Originally published on November 19, 2019
Sleep and cardiovascular data may help detect Alzheimer’s risk earlier, long before memory loss becomes obvious. In Episode 49 of the WHOOP Podcast, Dr. Richard Isaacson, founder of the Alzheimer’s Prevention Clinic at Weill Cornell Medicine, explains why Alzheimer’s disease often starts 20 to 30 years before symptoms, how deep sleep and REM sleep relate to brain health, what a WHOOP-based study found in people with a family history of the disease, where passive monitoring may fit alongside cognitive testing and imaging, and which habits he focuses on to lower risk. The conversation answers five practical questions, from early disease stages to the day to day behaviors most connected to prevention.
Note: This article covers WHOOP Strap 3.0. For the latest hardware, see WHOOP.
To listen to episode 49 in full, head to the WHOOP Podcast on Spotify.
How early can Alzheimer’s disease start changing the brain?
Alzheimer’s disease can begin decades before a person has obvious memory symptoms. Isaacson says the most important shift in the field is recognizing that dementia is the late stage of a disease process that starts much earlier.

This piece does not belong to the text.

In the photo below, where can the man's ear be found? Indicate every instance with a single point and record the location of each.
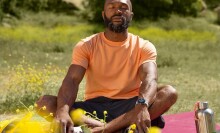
(103, 14)
(132, 14)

Instead of thinking about Alzheimer’s as a condition that appears once someone can no longer live independently, Isaacson lays out a staged model. Stage 1 is preclinical or presymptomatic Alzheimer’s disease, when pathology is developing in the brain but daily function still looks normal. Stage 2 is mild cognitive impairment due to Alzheimer’s disease, when a person may notice subtle issues but can still care for themselves. Stage 3 is Alzheimer’s disease dementia, when cognitive decline starts disrupting independent living.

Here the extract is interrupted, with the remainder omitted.